Présentation, mesures de protection et de gestion de l’étang
Situation de Courthézon (Vaucluse). Carte : Ornithomedia.com |
Bien que ne couvrant que 15 hectares, l'étang salé de Courthézon est l’une des plus importantes zones humides du Vaucluse, qui en compte peu. Il n'est alimenté que par les eaux de ruissellement et les précipitations et s’assèche souvent en été. Il joue ainsi un rôle régulateur hydrologique important, surtout en cas d’épisode orageux sévère.
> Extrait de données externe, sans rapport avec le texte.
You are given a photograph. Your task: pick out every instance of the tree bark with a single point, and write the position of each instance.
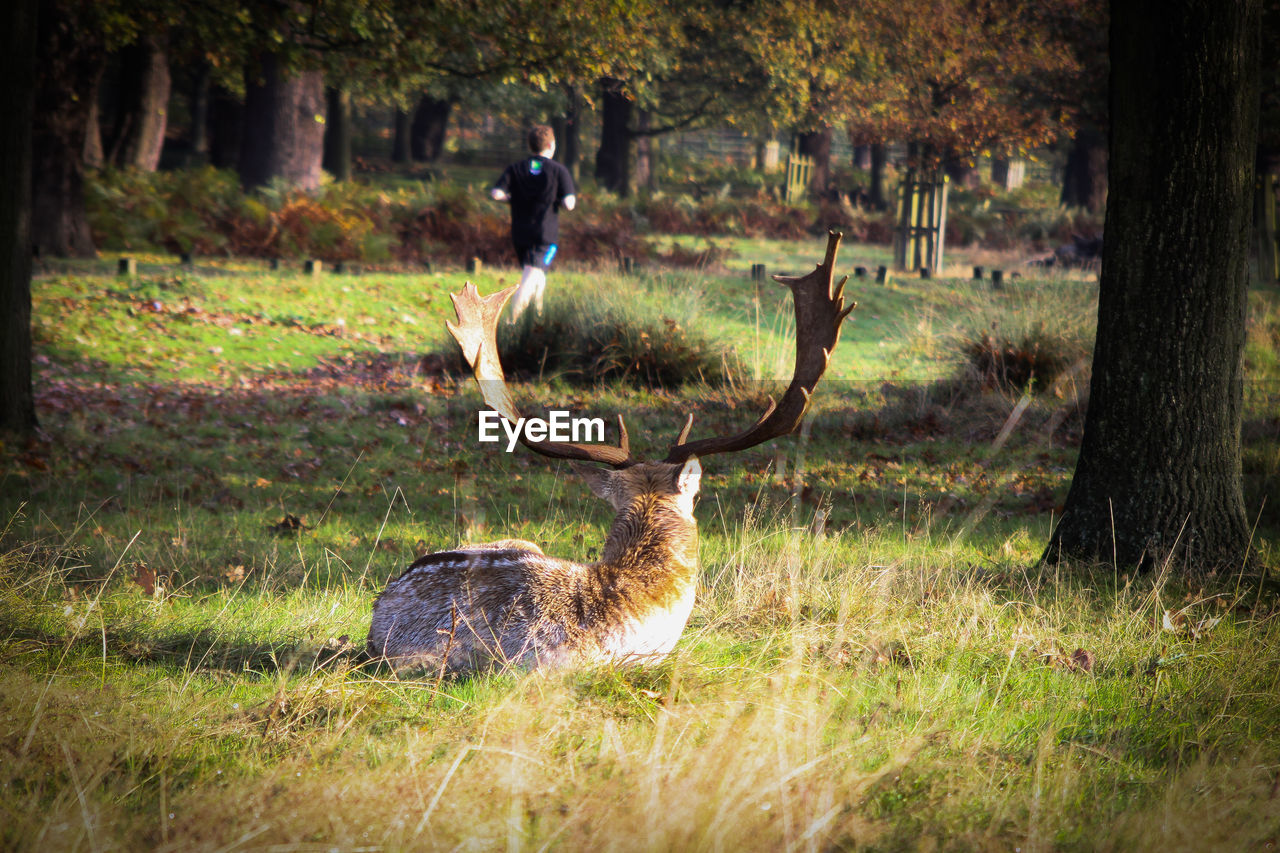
(283, 135)
(201, 87)
(878, 197)
(95, 158)
(69, 62)
(568, 145)
(1084, 177)
(337, 133)
(142, 105)
(1159, 473)
(430, 127)
(225, 128)
(817, 145)
(643, 174)
(1267, 170)
(613, 156)
(17, 104)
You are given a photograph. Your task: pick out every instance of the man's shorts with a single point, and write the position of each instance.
(539, 256)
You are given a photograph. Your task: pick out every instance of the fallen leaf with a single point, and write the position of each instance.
(287, 525)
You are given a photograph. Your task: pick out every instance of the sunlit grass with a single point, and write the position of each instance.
(876, 658)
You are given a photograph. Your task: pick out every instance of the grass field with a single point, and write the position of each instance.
(233, 461)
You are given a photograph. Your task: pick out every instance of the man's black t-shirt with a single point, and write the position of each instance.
(536, 187)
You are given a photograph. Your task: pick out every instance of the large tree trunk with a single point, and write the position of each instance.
(141, 105)
(613, 158)
(643, 173)
(1159, 473)
(283, 126)
(400, 136)
(337, 135)
(69, 60)
(1267, 169)
(817, 145)
(225, 128)
(17, 101)
(567, 132)
(1084, 177)
(429, 128)
(201, 89)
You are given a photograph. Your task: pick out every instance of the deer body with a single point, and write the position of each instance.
(508, 603)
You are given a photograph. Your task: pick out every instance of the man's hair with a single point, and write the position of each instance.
(540, 137)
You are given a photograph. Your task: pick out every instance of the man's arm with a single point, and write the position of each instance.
(501, 190)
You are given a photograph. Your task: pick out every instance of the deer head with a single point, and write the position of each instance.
(507, 602)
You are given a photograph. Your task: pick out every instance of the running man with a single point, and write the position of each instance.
(536, 188)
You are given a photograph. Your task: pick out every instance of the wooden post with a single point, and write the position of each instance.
(941, 224)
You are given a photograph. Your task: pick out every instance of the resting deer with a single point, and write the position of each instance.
(508, 603)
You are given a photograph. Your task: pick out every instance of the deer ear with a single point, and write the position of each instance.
(689, 477)
(598, 479)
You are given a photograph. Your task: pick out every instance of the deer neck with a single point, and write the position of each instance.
(654, 536)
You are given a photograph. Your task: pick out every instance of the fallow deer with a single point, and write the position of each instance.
(508, 603)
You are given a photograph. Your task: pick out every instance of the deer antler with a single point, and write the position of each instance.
(476, 333)
(819, 311)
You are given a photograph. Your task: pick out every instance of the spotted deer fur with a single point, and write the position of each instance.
(507, 603)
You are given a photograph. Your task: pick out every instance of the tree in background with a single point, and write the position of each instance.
(961, 80)
(17, 104)
(71, 49)
(1159, 473)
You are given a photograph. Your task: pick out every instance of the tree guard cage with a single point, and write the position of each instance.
(920, 222)
(799, 169)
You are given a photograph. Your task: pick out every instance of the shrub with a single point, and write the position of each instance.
(1024, 336)
(617, 336)
(1032, 360)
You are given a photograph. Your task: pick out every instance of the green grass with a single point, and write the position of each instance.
(874, 660)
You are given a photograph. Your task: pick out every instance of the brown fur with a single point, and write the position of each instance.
(508, 603)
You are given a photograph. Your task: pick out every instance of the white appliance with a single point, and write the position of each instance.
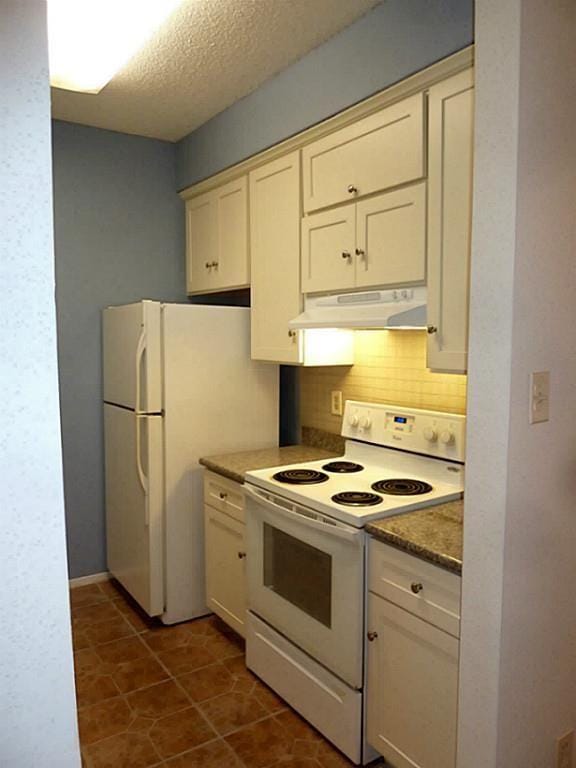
(306, 564)
(178, 384)
(399, 308)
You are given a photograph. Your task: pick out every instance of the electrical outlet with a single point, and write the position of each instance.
(564, 750)
(539, 396)
(336, 402)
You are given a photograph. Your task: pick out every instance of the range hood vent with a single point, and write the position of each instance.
(401, 308)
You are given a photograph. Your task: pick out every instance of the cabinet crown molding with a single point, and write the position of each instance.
(420, 81)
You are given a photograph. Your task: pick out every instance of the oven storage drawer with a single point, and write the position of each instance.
(426, 590)
(320, 697)
(224, 495)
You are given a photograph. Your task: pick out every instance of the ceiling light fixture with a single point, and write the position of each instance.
(91, 40)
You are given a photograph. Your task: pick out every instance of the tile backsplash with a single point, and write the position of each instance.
(389, 367)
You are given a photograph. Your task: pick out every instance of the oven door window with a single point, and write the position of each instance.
(299, 573)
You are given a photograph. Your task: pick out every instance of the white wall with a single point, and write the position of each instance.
(518, 666)
(37, 702)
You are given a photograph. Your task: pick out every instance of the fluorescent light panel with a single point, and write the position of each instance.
(91, 40)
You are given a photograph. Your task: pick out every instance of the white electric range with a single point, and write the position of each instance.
(306, 565)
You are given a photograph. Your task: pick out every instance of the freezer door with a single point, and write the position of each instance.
(134, 504)
(132, 356)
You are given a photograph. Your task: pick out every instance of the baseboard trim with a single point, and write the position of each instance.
(93, 578)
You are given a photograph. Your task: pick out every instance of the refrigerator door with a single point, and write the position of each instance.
(134, 504)
(132, 363)
(216, 400)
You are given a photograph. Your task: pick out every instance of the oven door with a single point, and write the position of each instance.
(306, 579)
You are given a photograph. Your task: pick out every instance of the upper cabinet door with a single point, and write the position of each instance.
(201, 243)
(450, 164)
(275, 259)
(217, 239)
(391, 238)
(328, 250)
(231, 269)
(381, 151)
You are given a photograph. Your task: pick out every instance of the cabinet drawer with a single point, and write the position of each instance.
(225, 495)
(425, 590)
(381, 151)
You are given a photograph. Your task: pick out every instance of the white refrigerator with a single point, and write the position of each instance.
(178, 384)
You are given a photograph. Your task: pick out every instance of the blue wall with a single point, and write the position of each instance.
(396, 39)
(119, 237)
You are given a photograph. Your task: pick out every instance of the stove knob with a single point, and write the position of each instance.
(447, 437)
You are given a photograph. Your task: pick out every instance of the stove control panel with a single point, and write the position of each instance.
(432, 433)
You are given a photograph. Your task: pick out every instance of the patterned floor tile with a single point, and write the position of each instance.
(231, 711)
(154, 696)
(180, 732)
(126, 750)
(158, 700)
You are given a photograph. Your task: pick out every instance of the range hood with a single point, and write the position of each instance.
(400, 309)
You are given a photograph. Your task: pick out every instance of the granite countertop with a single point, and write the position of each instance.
(432, 533)
(234, 465)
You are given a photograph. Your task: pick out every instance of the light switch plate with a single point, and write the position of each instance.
(336, 402)
(539, 396)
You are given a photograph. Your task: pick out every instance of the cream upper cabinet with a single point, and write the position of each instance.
(328, 250)
(217, 239)
(376, 242)
(450, 163)
(383, 150)
(201, 243)
(391, 238)
(276, 298)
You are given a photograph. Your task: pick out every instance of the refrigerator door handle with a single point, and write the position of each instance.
(140, 349)
(141, 476)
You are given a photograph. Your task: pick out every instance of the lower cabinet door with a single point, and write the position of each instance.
(225, 568)
(412, 688)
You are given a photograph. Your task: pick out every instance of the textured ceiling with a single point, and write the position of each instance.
(206, 56)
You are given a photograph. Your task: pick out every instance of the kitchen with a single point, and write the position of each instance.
(476, 477)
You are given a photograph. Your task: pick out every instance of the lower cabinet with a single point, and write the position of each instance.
(412, 677)
(225, 559)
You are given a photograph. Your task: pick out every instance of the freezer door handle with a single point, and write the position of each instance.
(141, 476)
(140, 349)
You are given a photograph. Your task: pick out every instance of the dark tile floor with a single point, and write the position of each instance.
(179, 697)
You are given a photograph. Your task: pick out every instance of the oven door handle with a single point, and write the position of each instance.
(353, 535)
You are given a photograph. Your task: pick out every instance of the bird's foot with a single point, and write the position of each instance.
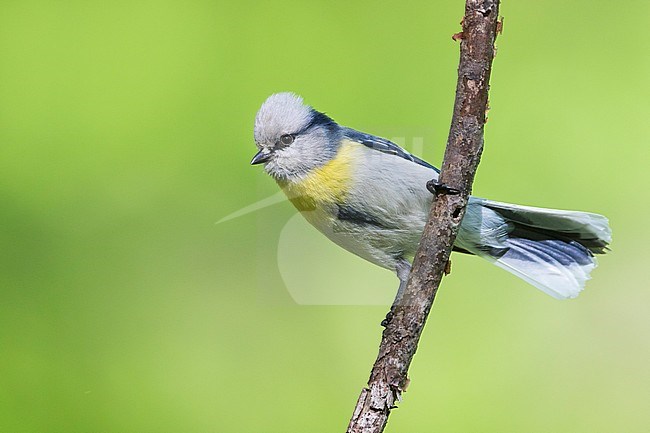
(436, 188)
(448, 267)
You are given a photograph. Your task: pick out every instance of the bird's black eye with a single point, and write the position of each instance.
(287, 139)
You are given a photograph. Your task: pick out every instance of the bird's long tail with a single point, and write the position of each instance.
(551, 249)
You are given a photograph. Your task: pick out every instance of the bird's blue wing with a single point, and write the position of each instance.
(385, 146)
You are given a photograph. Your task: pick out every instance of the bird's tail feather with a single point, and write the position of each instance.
(551, 249)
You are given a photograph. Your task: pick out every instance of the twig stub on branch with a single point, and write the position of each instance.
(388, 378)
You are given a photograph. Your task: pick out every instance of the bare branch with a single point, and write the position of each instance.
(389, 376)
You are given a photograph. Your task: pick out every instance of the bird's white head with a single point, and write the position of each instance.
(292, 137)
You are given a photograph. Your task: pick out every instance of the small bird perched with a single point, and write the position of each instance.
(369, 196)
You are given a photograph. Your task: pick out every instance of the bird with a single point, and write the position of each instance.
(370, 196)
Il est couvert en grande partie de phragmites et de massettes qui contribuent à épurer ses eaux en absorbant les pesticides et autres substances polluantes.
Son rôle écologique a été reconnu et il a été classé "Espace Naturel Sensible" du département de Vaucluse en 2005. Il est géré par la CCPRO (Communauté de Communes des Pays Rhône et Ouvèze) et le CEN-PACA (Conservatoire d'Espaces naturels), qui mènent différentes actions afin de protéger et de maintenir la richesse de cet écosystème particulier et d’accueillir le public.
Des travaux d’entretien sont menés régulièrement :
- faucardage tous les deux ans d’une partie de la roselière pour éviter une fermeture du milieu;
- pâturage des prairies le bordant par des chevaux camarguais (huit en 2013) entre la fin avril et la fin octobre grâce à un partenariat avec des éleveurs de Courthézon (élevages Langarel et des Papes);
- maintenance du système hydraulique (vanne) pour réguler si nécessaire le niveau d’eau ;
- élimination des espèces invasives (Herbe de la Pampa, Érable negundo, Ambroisie);
- battues pour réduire la présence de sangliers.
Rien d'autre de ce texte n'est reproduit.